Dory and Coeus allows users of a web application with many stored documents to search for and retrieve documents by keywords privately (i.e., without revealing their search query or retrieved document to the service). However, these systems rely on expensive cryptographics primitives (ORAMs, homomorphic crypto schemes) to maintain privacy.

An alternative design can make this functionality more efficient. Instead of relying on homomorphic encryption, the web application may be federated between multiple entities (e.g., Wikipedia and the EFF). Clients can submit their queries in secret shared form to both parties, such that each party has no information about the query separately but can perform the desired computation together.

This project focuses on implementing and measuring various iterations of multi-party algorithms and protocols for document search and retrieval. In addition to learning about novel cryptographic techniques and using state of the art cryptographic systems, this project will help you learn how cryptographic protocols are designed, optimized, and evaluated.

Wei et al. built and deployed a survey to study user perceptions of privacy and intrusiveness in online services, especially in the context of targeted advertising. This survey relies on participants exercising their GDPR rights to download their data, and then uploading this data to the survey software.

This project focuses on analyzing data acquired using the same GDPR rights, in order to provide additional analysis of data practices of online services. You are welcome to come up with your own questions that you would like to answer via this analysis, provided that the course staff think they are reasonably scoped and appropriate to the class, or you can use one of the suggestions below.

The GDPR right to portability is one of the technically most challenging rights to implement, and one of the least stringently enforced rights in practice. This project studies how the spirit of this right may be realized in practice, so that users have an easy way of switching between competing similar services.

You will need to implement a tool that consumes data that a user extracts from their existing account with the source service, and transform it into a format that can be imported into a similar target service, or provide that target service with this data directly via its API (if it exposes any). Additionally, this entails finding meaningful data translation or correspondance notions between these services (e.g. what is the Twitter equivalent of a Facebook event?).

There exists some third party tools that allow users to port their data between certain applications (e.g. Spotify to Youtube). You can use these tools as a high level reference to guide your design.

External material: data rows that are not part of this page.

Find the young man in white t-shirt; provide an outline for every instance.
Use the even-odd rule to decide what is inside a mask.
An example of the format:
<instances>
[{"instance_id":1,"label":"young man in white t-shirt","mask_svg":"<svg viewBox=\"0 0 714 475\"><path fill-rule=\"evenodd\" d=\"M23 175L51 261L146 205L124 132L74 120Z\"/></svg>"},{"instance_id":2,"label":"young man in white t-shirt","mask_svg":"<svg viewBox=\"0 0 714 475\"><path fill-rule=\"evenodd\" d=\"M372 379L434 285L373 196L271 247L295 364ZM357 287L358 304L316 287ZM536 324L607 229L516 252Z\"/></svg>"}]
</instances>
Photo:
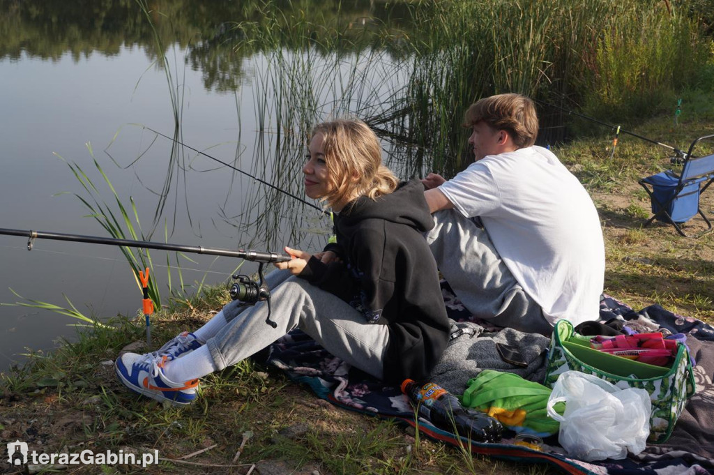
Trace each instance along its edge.
<instances>
[{"instance_id":1,"label":"young man in white t-shirt","mask_svg":"<svg viewBox=\"0 0 714 475\"><path fill-rule=\"evenodd\" d=\"M598 317L605 246L592 199L549 150L533 146L538 117L519 94L466 111L474 163L422 181L434 228L426 238L444 278L473 314L550 334L567 319Z\"/></svg>"}]
</instances>

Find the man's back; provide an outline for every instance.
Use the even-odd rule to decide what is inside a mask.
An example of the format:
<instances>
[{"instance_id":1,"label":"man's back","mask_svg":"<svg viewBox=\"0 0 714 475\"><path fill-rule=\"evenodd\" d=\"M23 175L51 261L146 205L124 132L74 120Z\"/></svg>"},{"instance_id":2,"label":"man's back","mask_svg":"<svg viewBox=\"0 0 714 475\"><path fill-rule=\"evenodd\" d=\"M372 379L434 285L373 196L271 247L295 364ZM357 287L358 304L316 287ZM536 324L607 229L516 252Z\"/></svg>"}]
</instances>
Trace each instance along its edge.
<instances>
[{"instance_id":1,"label":"man's back","mask_svg":"<svg viewBox=\"0 0 714 475\"><path fill-rule=\"evenodd\" d=\"M551 323L598 317L605 249L587 191L550 151L488 156L439 189L480 216L496 249Z\"/></svg>"}]
</instances>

A variety of laws governing data privacy and protection have been enacted in different countries over recent years. Some of these laws are general-purpose and have broad applicability (e.g. GDPR, CCPA), while others are domain-specific (e.g. HIPAA, FERPA).

In this project, you will write a comparative analysis of 2-3 such laws. Your analysis may focus on differences in the scope of the laws, the rights or expectations of privacy that it sets, as well as the technical consequences they may have on computer systems and common applications. In particular, you may focus on how some of the techniques or papers that we see throughout the course can be used to comply with these different laws.